La espiritualidad itinerante del desierto va a estar presente siempre en el caminar del pueblo cristiano hacia el Día del Señor. Preparar los caminos al Señor resulta cada día más difícil, porque a nuestro alrededor se ensancha, muchas veces, el desierto de la indiferencia y de la apatía religiosa. Esto lo vemos en la carta a los Flipenses. San Pablo escribe a los fieles de la ciudad griega de Filipos, primera iglesia cristiana en Europa (fundada alrededor del año 50), en la región de Macedonia. La carta la escribió hallándose en la prisión, posiblemente en Roma hacia el año 61 al 63. En su carta rebosa sentimientos personales de ternura y cariño paternal hacia los filipenses a quienes considera verdaderos hijos suyos en la fe.

 

La comunidad de Filipos se ha portado con la persona de Pablo de manera excepcionalmente cariñosa, pero sobre todo porque se ha portado de forma ejemplar en relación con el Evangelio. Esto es lo único que a Pablo le preocupa: que la Buena Nueva de Jesús penetre en el corazón de aquella sociedad pagana y la transforme de arriba abajo en una sociedad cristiana. Los alienta en la fe ya que le preocupa los falsos maestros que habían en la ciudad. Pablo les pide que sigan creciendo más en la comunión de amor mediante el conocimiento perfecto y el discernimiento; es decir, mediante la interiorización de los criterios evangélicos. Solamente así podrán mantenerse puros e intachables para el encuentro con Cristo.

 

+  Una palabra del Santo Padre:

 

«En el Bautista encontráis hoy los rasgos fundamentales de vuestro servicio eclesial. Al confrontaros con él, os sentís animados a realizar una verificación de la misión que la Iglesia os confía. ¿Quién es Juan Bautista? Es, ante todo, un creyente comprometido personalmente en un exigente camino espiritual, fundado en la escucha atenta y constante de la palabra de salvación. Además, testimonia un estilo de vida desprendido y pobre; demuestra gran valentía al proclamar a todos la voluntad de Dios, hasta sus últimas consecuencias. No cede a la tentación fácil de desempeñar un papel destacado, sino que, con humildad, se abaja a sí mismo para enaltecer a Jesús...

 

"Todos verán la salvación de Dios" (Lc 3, 6), así proclamaba en el desierto Juan el Bautista, anunciando la plenitud de los tiempos. Hagamos nuestro este grito de esperanza, celebrando el jubileo del bimilenario de la Encarnación. Ojalá que todos vean en Cristo la salvación de Dios. Para eso, deben encontrarlo, conocerlo y seguirlo. Queridos hermanos, esta es la misión de la Iglesia; esta es vuestra misión. El Papa os dice:  ¡Id! Como el Bautista, preparad el camino del Señor que viene».

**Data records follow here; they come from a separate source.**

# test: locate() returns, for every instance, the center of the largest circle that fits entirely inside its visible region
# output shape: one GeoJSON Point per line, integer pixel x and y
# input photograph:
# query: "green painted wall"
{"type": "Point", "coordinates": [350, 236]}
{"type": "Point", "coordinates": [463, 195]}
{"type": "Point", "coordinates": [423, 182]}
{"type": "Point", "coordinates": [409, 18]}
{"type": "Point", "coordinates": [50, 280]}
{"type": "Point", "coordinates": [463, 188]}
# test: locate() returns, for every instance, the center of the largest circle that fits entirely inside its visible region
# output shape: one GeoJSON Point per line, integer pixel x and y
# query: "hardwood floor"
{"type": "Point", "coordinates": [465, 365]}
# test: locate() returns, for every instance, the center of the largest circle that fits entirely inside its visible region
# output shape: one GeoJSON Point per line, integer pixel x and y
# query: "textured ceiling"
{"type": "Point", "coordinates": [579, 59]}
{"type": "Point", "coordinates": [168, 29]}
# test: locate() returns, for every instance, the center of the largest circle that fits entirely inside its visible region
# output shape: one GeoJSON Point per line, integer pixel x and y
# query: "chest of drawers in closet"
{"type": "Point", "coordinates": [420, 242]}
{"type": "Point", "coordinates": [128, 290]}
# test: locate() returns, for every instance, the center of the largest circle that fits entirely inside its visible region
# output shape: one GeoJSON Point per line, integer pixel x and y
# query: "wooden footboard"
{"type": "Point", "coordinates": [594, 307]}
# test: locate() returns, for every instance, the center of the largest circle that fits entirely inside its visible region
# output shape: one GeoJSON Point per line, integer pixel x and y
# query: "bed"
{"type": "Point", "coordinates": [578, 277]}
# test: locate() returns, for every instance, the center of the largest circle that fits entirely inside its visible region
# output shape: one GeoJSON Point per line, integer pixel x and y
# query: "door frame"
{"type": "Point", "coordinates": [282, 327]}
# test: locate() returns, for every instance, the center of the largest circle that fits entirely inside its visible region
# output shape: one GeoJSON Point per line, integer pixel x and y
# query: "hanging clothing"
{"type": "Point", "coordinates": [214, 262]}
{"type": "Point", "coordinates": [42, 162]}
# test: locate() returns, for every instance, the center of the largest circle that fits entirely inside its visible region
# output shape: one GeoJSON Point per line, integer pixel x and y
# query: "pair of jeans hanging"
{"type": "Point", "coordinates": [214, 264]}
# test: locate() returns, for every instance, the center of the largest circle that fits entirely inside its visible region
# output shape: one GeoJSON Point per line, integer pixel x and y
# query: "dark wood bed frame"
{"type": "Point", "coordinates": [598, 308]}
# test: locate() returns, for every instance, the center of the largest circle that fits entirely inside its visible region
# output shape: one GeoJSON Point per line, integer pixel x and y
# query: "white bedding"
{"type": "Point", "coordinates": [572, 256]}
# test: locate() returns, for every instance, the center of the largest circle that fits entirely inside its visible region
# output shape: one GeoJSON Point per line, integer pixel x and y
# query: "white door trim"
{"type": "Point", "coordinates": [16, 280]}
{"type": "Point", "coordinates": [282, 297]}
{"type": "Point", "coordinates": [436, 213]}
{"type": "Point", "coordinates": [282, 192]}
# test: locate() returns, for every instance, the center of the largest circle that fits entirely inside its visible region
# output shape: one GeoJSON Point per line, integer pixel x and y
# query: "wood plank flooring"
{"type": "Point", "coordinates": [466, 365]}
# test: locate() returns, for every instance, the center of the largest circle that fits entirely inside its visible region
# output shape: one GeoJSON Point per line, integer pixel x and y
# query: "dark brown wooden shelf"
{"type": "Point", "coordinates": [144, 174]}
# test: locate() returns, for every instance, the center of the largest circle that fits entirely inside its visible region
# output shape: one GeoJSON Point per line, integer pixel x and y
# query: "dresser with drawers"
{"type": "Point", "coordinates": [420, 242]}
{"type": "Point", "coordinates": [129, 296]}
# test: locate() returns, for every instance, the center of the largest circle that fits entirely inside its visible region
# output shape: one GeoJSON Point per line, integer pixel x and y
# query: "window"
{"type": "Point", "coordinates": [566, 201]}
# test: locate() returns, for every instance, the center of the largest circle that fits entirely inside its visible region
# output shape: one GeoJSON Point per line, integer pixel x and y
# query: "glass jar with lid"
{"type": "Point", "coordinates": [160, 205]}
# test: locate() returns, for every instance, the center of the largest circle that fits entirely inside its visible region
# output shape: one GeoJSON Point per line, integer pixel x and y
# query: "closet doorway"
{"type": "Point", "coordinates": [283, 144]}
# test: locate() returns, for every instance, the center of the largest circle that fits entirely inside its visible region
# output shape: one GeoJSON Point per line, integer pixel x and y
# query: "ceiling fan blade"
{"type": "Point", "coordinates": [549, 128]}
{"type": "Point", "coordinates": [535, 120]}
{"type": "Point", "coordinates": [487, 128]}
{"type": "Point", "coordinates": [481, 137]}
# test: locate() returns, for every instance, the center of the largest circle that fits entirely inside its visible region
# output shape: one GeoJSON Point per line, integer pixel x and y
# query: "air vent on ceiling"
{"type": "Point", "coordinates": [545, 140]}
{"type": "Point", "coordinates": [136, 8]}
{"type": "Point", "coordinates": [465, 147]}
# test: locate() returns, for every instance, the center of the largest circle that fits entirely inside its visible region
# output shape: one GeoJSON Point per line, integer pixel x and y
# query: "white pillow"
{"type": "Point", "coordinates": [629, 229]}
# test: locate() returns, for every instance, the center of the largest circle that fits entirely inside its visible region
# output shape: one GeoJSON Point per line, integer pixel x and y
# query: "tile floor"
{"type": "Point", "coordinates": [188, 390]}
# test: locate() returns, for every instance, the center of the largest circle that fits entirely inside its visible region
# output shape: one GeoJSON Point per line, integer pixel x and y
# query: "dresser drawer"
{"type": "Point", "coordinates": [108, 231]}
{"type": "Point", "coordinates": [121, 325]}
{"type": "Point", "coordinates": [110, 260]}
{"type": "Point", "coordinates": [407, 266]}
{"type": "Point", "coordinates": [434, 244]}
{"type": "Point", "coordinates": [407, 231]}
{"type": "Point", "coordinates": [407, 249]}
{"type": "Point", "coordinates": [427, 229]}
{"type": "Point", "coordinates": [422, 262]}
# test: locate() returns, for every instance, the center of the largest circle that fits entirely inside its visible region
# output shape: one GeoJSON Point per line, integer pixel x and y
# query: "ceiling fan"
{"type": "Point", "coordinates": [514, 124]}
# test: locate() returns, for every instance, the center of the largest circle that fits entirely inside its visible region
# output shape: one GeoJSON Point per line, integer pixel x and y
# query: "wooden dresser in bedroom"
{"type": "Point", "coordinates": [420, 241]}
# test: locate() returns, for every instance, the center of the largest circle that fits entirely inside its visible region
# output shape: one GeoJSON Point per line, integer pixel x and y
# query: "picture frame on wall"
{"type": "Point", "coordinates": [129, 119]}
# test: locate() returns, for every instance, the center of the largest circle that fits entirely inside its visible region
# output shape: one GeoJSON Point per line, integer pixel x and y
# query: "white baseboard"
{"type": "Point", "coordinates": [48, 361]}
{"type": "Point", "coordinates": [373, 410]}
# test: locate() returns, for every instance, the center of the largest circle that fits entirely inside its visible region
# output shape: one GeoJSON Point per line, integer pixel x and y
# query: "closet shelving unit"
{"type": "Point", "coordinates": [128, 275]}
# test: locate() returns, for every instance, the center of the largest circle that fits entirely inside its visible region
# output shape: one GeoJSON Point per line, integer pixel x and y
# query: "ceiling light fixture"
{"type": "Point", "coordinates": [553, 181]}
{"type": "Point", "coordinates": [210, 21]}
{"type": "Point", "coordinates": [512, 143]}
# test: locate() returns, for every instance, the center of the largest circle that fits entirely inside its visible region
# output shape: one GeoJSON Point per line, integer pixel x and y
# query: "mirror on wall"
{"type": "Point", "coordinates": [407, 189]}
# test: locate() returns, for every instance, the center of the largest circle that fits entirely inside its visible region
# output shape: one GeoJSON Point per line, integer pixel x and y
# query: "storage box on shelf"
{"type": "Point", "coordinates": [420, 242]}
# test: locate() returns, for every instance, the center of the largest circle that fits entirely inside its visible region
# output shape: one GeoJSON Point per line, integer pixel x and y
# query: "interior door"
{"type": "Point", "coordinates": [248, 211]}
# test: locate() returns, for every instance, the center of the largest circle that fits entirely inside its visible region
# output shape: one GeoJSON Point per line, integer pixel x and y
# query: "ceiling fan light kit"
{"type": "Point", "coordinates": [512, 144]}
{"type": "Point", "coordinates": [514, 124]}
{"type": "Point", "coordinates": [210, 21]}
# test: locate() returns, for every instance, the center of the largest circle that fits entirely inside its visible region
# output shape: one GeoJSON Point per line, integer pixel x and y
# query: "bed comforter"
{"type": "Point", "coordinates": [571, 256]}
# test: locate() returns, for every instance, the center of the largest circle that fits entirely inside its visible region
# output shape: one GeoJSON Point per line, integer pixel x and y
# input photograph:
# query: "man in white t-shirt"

Juan Pablo II. Homilía del 10 de diciembre de 2000.

Jubileo de los Catequistas y Profesores de Religión 

 

'  Vivamos nuestro Domingo a lo largo de la semana. 

 

1. Dios continúa hablándonos de muchas maneras. ¿Escuchamos su voz? ¿Somos dóciles a lo que Dios nos pide? Hagámoslo antes que sea demasiado tarde.

 

2. La Palabra de Dios viene a la historia, se encarna en Jesús de Nazaret para hablarnos de salvación: «Todos verán la salvación de Dios». En la Navidad, los cristianos, todos los hombres de buena voluntad, vemos esa salvación de Dios. La Palabra de Dios no divide, une a todos en el anhelo y en la gozosa posesión de la salvación. Dios quiere que su Palabra de salvación sea eficaz en nuestros días y en nuestras vidas. Dios nos impulsa a que dejemos obrar eficazmente su Palabra de salvación. ¿Qué obstáculos encuentro en mi vida y en mi ambiente? ¿Qué hago o qué puedo hacer para que la Palabra de Dios sea viva y eficaz en mí y en mis hermanos? ¿Qué cosas concretas?

 

3. Leamos en el Catecismo de la Iglesia Católica los numerales: 522-524. 2090-2092.